Advancing Human-Machine Interactive Communication and Creation: Generative AI for Audio and Beyond
By Xiaoyu Bie

Xiaoyu Bie will give a talk on Advancing Human-Machine Interactive Communication and Creation: Generative AI for Audio and Beyond

Abstract

Interactive human-machine communication and creation have been largely fostered with recent development on generative models and deep learning techniques. Leveraging the data-driven end-to-end training, neural models can efficiently extract and understand information from the real world, generating rich, diverse content from given conditions. Despite this progress, applying generative AI in practice remains challenging. The systems need to effectively capture the variety of information conveyed by humans. while the generative models must be expressive enough to handle intricate data modeling and high-quality content creation.

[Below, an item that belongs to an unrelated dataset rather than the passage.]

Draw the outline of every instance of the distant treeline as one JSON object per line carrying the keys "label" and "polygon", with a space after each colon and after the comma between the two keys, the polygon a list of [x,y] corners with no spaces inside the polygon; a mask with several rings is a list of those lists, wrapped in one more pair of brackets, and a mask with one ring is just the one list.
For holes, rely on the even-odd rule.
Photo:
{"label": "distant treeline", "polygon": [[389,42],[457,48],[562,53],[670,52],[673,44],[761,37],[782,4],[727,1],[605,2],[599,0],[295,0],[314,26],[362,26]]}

Meanwhile, there is a growing need for interpretable insights into the underlying mechanisms of the generative process to allow for controlled interaction and creation. In this talk, I will present my research on advancing the aforementioned challenges, with a specific focus on audio data. I will share my findings and conclude by discussing future directions in this field.

Biography

Xiaoyu Bie is currently a postdoctoral researcher at Télécom Paris, Institut Polytechnique de Paris, working on generative models and the applications to speech and audio. Previously, he completed his PhD at INRIA and Université Grenoble-Alpes, where he focused on generative models for multimedia data processing. He regularly serves as a reviewer for international conferences and journals such as ICASSP, Interspeech, NeurIPS, CVPR, ICCV, ECCV, ACM MM, IEEE TASLP and IJCV.